一般に、65 歳未満で発症する認知症のことを「若年性認知症」と呼び、推計3万5,700人。18~64歳の人口10万にあたりの有病率は50.9人、推定発症年齢の平均は51歳程度とされています。

がんは早期発見により「治る病気」といわれるようになり、治療後に仕事復帰したり、治療をしながら仕事を継続したりというのも、いまや珍しくありません。一方、いまのところ認知症は進行を遅らせることはできても、治すことは難しいとされています。もし、認知症を発症したら……気になるのは「お金」のことでしょう。

東京都『若年性認知症の生活実態に関する調査』(平成31年3月)によると、若年性認知症と診断された人のうち、発症前と同じ職場で働いている人はゼロ。「解雇」14.3%も合わせると、7割近くが「退職」の道を歩んでいます。また10%が「住宅ローンの返済あり」となっています。

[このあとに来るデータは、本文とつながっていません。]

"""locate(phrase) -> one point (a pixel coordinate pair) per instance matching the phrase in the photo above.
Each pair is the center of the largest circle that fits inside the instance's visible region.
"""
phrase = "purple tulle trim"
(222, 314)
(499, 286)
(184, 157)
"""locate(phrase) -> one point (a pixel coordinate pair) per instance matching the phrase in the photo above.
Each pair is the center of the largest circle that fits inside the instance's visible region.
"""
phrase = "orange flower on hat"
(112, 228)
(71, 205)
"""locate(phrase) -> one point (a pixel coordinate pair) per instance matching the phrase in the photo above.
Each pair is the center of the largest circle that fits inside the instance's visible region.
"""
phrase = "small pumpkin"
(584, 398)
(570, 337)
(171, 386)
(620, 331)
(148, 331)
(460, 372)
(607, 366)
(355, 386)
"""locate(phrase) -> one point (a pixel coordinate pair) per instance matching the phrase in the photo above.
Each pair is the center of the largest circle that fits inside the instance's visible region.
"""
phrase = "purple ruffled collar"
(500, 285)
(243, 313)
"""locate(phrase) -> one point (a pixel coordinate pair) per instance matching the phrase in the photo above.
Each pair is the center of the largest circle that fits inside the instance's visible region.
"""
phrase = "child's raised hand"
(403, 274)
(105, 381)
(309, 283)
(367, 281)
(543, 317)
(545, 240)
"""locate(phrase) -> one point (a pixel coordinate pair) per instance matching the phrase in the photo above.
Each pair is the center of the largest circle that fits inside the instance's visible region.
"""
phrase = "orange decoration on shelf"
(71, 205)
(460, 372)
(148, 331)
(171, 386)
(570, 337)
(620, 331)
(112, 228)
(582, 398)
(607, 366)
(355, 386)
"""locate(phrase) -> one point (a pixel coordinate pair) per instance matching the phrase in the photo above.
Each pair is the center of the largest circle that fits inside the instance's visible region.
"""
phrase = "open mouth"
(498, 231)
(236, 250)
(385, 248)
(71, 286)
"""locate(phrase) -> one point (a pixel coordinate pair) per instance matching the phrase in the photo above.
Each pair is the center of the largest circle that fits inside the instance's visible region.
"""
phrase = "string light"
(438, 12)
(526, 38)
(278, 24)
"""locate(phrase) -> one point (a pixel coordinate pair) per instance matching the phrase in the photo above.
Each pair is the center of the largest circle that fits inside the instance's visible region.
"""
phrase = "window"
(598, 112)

仮に50代前半で若年性認知症を発症したとしましょう。給与は平均月42.2万円、手取りにすると32万円ほど。年収は推定694万6,900円です。平均通り新築マンションを購入したとしたら、ローンの支払いはあと20年ほど、残金は2,000万円を超えています。このまま、今の職場で働き続けることはできず、収入減は避けられそうもありません。

若年性認知症と診断されたら、将来を悲観するしかないのでしょうか。

若年性認知症と診断されたら…自身と家族の生活を守る制度

決して他人ごとではない若年性認知症。診断後も自身と家族との生活は続いていくので、そこで気になるのはやはり収入です。

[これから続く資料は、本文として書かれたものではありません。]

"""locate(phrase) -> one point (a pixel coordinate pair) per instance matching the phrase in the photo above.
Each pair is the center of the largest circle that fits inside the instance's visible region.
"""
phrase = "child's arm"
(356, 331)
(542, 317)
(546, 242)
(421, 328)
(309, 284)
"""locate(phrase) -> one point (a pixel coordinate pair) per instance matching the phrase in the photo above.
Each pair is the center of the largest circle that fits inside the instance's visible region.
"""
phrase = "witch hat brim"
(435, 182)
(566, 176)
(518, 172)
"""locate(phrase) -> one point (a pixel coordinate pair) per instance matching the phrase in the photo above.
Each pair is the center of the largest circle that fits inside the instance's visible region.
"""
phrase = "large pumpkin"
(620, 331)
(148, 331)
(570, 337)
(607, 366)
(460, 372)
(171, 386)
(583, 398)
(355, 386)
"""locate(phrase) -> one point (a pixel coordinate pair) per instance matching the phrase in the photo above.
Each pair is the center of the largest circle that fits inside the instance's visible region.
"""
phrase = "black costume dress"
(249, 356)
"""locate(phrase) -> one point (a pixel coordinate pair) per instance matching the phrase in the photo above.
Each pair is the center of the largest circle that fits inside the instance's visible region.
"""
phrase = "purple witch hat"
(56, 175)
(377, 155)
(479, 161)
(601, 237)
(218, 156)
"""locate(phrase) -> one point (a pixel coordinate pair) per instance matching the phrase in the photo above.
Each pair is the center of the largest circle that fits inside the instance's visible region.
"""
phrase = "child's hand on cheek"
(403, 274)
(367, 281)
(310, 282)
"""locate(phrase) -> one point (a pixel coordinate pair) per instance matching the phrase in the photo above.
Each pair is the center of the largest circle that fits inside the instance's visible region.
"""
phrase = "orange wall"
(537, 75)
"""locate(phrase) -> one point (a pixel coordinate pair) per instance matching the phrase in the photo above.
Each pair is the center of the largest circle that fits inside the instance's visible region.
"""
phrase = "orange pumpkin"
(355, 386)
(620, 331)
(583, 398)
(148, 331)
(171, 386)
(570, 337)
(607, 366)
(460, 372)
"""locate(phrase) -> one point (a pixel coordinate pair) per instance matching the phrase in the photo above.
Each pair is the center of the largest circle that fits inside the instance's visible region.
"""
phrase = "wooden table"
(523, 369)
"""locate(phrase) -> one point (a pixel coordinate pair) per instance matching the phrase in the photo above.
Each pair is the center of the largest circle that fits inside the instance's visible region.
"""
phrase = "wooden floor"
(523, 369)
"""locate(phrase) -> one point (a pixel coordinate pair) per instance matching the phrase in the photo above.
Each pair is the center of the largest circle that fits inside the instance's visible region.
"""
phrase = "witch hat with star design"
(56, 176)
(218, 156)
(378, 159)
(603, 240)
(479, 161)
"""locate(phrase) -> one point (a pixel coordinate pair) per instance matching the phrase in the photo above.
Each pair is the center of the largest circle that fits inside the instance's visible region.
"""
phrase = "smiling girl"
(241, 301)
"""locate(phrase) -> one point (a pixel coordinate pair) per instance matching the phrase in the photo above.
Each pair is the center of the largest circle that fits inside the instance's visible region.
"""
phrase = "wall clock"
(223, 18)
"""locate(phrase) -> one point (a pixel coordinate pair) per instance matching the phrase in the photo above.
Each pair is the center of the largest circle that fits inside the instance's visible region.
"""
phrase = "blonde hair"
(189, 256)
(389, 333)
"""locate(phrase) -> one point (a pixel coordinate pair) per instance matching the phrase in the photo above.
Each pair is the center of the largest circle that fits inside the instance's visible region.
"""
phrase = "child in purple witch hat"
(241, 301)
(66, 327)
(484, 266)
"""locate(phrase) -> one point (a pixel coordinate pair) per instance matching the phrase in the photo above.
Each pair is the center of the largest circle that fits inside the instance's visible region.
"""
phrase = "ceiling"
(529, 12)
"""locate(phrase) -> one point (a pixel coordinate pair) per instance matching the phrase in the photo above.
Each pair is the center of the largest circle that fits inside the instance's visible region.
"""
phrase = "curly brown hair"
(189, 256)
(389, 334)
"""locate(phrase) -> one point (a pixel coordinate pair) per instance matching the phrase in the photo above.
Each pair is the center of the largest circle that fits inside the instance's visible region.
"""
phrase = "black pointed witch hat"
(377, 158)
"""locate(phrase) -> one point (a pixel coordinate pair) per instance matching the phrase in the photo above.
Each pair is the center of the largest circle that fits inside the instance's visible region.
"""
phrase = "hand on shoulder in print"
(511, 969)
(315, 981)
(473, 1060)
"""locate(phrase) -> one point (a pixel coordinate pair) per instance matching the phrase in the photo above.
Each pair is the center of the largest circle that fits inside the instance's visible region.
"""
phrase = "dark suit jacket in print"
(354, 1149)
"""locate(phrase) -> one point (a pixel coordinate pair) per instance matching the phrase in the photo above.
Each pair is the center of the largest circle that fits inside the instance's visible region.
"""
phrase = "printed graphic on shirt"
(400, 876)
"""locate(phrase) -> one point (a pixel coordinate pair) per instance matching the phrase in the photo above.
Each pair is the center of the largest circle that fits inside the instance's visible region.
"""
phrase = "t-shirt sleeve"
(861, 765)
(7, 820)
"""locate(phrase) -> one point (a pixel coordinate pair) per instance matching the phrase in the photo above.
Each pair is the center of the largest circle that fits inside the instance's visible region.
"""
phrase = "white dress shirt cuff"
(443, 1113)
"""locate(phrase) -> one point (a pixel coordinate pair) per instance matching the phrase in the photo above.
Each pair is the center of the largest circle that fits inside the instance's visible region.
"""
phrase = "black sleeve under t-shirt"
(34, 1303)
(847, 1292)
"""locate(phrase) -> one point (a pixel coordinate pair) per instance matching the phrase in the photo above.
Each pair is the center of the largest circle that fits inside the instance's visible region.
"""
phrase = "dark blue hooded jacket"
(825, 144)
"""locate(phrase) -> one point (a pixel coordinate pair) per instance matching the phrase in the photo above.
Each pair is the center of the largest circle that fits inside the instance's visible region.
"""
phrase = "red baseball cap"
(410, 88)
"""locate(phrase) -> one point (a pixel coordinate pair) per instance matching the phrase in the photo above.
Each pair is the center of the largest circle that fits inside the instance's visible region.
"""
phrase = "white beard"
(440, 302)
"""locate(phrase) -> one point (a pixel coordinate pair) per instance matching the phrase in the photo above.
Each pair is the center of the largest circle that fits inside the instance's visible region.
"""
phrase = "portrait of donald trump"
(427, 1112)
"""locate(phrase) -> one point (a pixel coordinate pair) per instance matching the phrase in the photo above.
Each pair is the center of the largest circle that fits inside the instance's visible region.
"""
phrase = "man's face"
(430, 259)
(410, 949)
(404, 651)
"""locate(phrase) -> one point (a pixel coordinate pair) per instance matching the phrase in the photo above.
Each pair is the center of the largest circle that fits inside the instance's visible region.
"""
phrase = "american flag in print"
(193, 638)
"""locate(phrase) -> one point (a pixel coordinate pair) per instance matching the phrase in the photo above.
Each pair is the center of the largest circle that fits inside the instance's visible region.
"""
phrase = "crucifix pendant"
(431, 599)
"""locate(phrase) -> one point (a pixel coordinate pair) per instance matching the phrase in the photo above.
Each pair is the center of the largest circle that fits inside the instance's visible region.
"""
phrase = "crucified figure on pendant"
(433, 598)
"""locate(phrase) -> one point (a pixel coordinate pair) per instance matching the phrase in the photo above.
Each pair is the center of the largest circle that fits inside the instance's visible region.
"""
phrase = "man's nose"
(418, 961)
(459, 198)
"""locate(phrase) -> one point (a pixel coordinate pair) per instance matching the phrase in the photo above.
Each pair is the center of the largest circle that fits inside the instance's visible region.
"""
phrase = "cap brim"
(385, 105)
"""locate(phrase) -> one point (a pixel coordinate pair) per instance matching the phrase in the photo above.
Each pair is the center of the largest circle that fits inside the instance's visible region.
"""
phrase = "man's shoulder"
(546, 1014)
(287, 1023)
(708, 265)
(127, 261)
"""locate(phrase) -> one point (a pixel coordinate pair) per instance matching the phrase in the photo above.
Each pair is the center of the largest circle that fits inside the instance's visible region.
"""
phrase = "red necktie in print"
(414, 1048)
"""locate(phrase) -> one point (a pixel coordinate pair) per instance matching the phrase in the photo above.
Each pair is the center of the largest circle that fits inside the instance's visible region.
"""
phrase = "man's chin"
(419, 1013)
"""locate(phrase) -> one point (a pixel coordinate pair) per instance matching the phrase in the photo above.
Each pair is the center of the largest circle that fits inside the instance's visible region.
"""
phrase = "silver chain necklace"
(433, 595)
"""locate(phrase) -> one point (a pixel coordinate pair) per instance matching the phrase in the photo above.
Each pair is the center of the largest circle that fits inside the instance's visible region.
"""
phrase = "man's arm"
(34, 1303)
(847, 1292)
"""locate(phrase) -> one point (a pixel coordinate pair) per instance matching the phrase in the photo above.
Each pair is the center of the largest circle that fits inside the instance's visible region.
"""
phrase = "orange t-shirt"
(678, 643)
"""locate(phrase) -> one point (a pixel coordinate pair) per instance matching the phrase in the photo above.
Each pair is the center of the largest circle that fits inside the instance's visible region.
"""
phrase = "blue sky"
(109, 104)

会社勤めであれば傷病手当金を申請することができますし、認知症の症状が進んだ際には、精神障害手帳を取得し、障害年金の申請もできます。

たとえ、現在の仕事を続けることが困難でも、企業によっては障害者雇用制度で採用という道もありますし、就労継続支援事業所で働き続けることも。認知症だからといって社会参加を諦める必要はなく、収入減は避けられませんが、収入ゼロは回避できるでしょう。

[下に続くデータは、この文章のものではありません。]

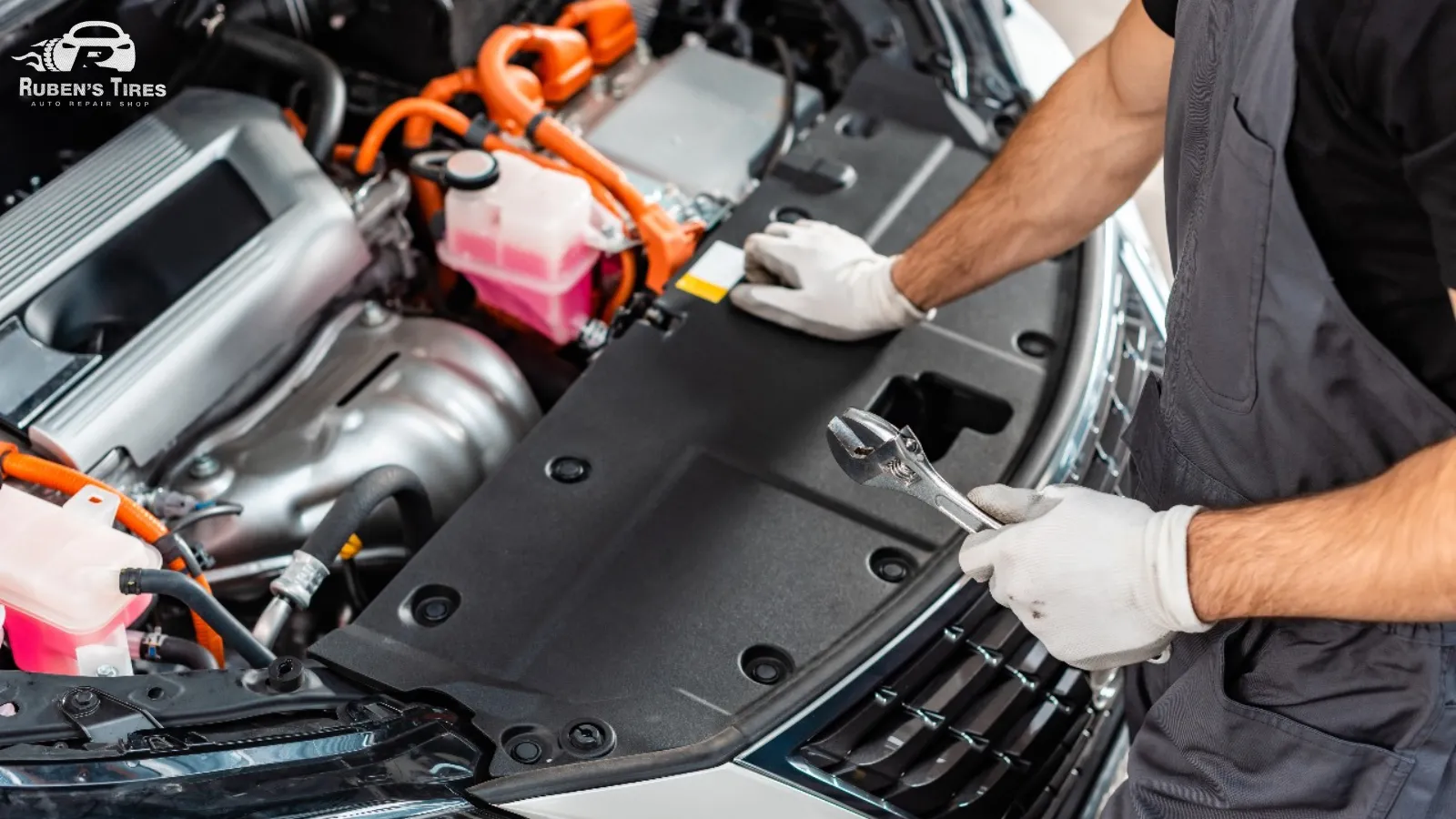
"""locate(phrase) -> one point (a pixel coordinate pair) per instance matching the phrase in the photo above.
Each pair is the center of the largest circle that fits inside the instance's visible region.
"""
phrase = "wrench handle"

そして住宅ローン。たいてい団体信用生命保険に加入しているでしょう。症状によっては返済が免除される場合もあるので、一度、確認することをおすすめします。

若年性認知症の場合、症状が進んでも、若いだけあって体力があり、力が強いのが、介護の際に少々厄介。施設での介護が必要になっても、場合によっては入居等を断られるケースがあります。家族の負担軽減のためにも、症状が進行する前に、施設選びを進めることが重要です。

また財産の管理についても、症状が進行する前に整理することが大切。たとえば、最近、認知症対策として知られるようになったのが家族信託。預金や株券、不動産等の財産を、本人に代わり運用していくことができる制度です。症状が進み問題が起こる前に、家族まじえて話し合っておきましょう。

まさか自分が……若年性認知症と診断されたら、誰もがそう思うでしょうし、自身だけでなく家族も不安でいっぱいになるでしょう。そんな不安に寄り添い、解決してくれる制度等、充実しています。社会の理解も進んでいますので、将来を悲観するしかない、というものではなくなってきています。